Ten aanzien van de geweldshandelingen is de rechtbank van oordeel dat uit de bewijsmiddelen blijkt dat verdachte – nadat hij en aangever uit de auto waren gestapt – aangever meermaals met een lachgasfles heeft geslagen, aangever ten val heeft gebracht en de lachgasfles op hem heeft gegooid. Uit rubriek 3.3.2.2 blijkt dat verdachte ook voorwaardelijk opzet heeft gehad op deze geweldshandelingen. De rechtbank maakt uit de feiten en omstandigheden op dat verdachte de genoemde geweldshandelingen heeft gepleegd omdat hij wilde vluchten en het bezit van het geldbedrag wilde verzekeren. Het verweer van de raadsvrouw op dit punt wordt verworpen.
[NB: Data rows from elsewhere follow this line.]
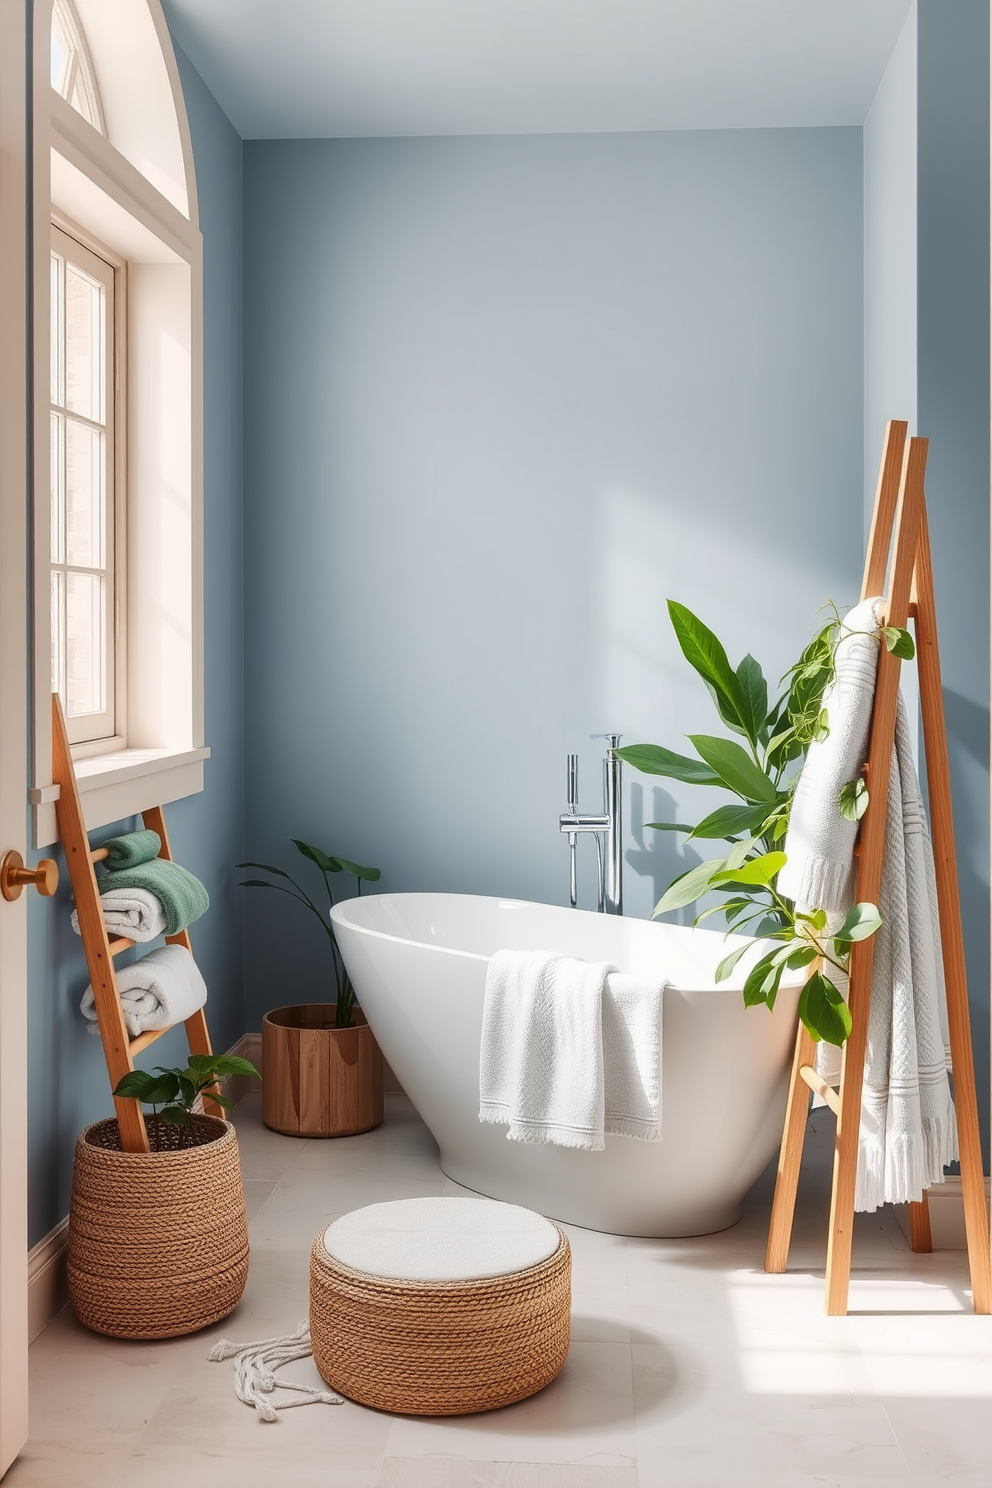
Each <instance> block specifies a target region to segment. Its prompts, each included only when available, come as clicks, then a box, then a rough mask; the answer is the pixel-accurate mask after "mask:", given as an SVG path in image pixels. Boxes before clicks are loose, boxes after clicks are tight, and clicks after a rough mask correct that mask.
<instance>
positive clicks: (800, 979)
mask: <svg viewBox="0 0 992 1488" xmlns="http://www.w3.org/2000/svg"><path fill="white" fill-rule="evenodd" d="M378 899H471V900H476V902H479V903H492V905H498V906H500V908H506V909H555V911H558V909H564V905H547V903H544V902H543V900H540V899H510V897H509V896H506V894H460V893H443V891H437V893H431V891H430V890H424V891H399V893H393V894H390V893H382V894H355V896H354V897H351V899H342V900H341V903H338V905H333V906H332V911H330V920H332V924H344V926H347V929H348V930H352V931H354V933H355V934H366V936H370V937H372V939H376V940H388V942H390V943H393V945H403V946H408V948H409V949H412V951H427V952H430V954H431V955H455V957H460V958H461V960H466V961H482V963H483V964H486V966H488V964H489V961H491V960H492V957H491V955H482V954H480V952H479V951H463V949H460V948H458V946H452V945H439V943H437V942H436V940H412V939H410V937H409V936H400V934H394V933H393V931H390V930H382V929H378V927H375V926H369V924H360V923H358V921H355V920H354V918H352V917H351V915H350V914H348V909H350V908H354V906H357V905H363V906H364V905H369V903H373V902H375V900H378ZM573 912H574V914H593V911H589V909H586V911H583V909H579V911H573ZM620 918H628V920H631V921H634V923H637V924H653V923H654V921H651V920H640V918H637V917H635V915H629V917H626V915H625V917H620ZM659 924H662V926H665V927H666V929H669V930H684V931H693V933H695V931H698V930H699V929H700V927H699V926H678V924H671V923H669V921H659ZM703 933H706V934H717V936H718V934H720V931H718V930H708V931H703ZM724 939H726V940H727V942H730V940H747V939H753V940H754V943H756V945H760V943H761V939H763V937H748V936H744V934H738V933H735V931H727V934H726V937H724ZM767 945H769V946H770V945H773V942H772V940H767ZM729 949H733V946H732V945H730V948H729ZM727 954H729V952H727ZM803 972H805V967H803V970H802V972H799V973H796V975H790V972H788V969H787V970H785V973H784V976H782V981H781V984H779V991H788V990H790V988H799V987H802V985H803V984H805V982H806V976H805V975H803ZM666 987H668V988H669V990H671V991H675V992H689V991H692V992H693V994H695V995H699V997H715V995H723V994H724V992H741V991H742V990H744V984H742V982H738V979H736V976H732V978H727V981H726V982H721V984H720V985H718V987H709V988H689V987H678V985H677V984H675V982H668V984H666Z"/></svg>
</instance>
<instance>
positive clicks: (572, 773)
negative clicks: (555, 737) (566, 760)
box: [565, 754, 579, 811]
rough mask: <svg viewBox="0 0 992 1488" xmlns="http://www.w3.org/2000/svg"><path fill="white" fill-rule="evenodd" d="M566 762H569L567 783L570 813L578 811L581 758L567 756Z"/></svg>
mask: <svg viewBox="0 0 992 1488" xmlns="http://www.w3.org/2000/svg"><path fill="white" fill-rule="evenodd" d="M565 760H567V765H568V783H567V789H568V808H570V811H576V809H577V802H579V756H577V754H565Z"/></svg>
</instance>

Partiële vrijspraak medeplegen
De rechtbank stelt vast dat de overige aanwezigen in de auto geen bijdrage van enig gewicht hebben geleverd aan de wegnemingshandeling en de geweldshandelingen die aan verdachte kunnen worden toegerekend. Er is daarom geen sprake van een voor medeplegen vereiste nauwe en bewuste samenwerking, zodat verdachte van het ten laste gelegde medeplegen wordt vrijgesproken.
Conclusie
De rechtbank acht wettig en overtuigend bewezen dat verdachte zich schuldig heeft gemaakt aan de diefstal gevolgd van geweld.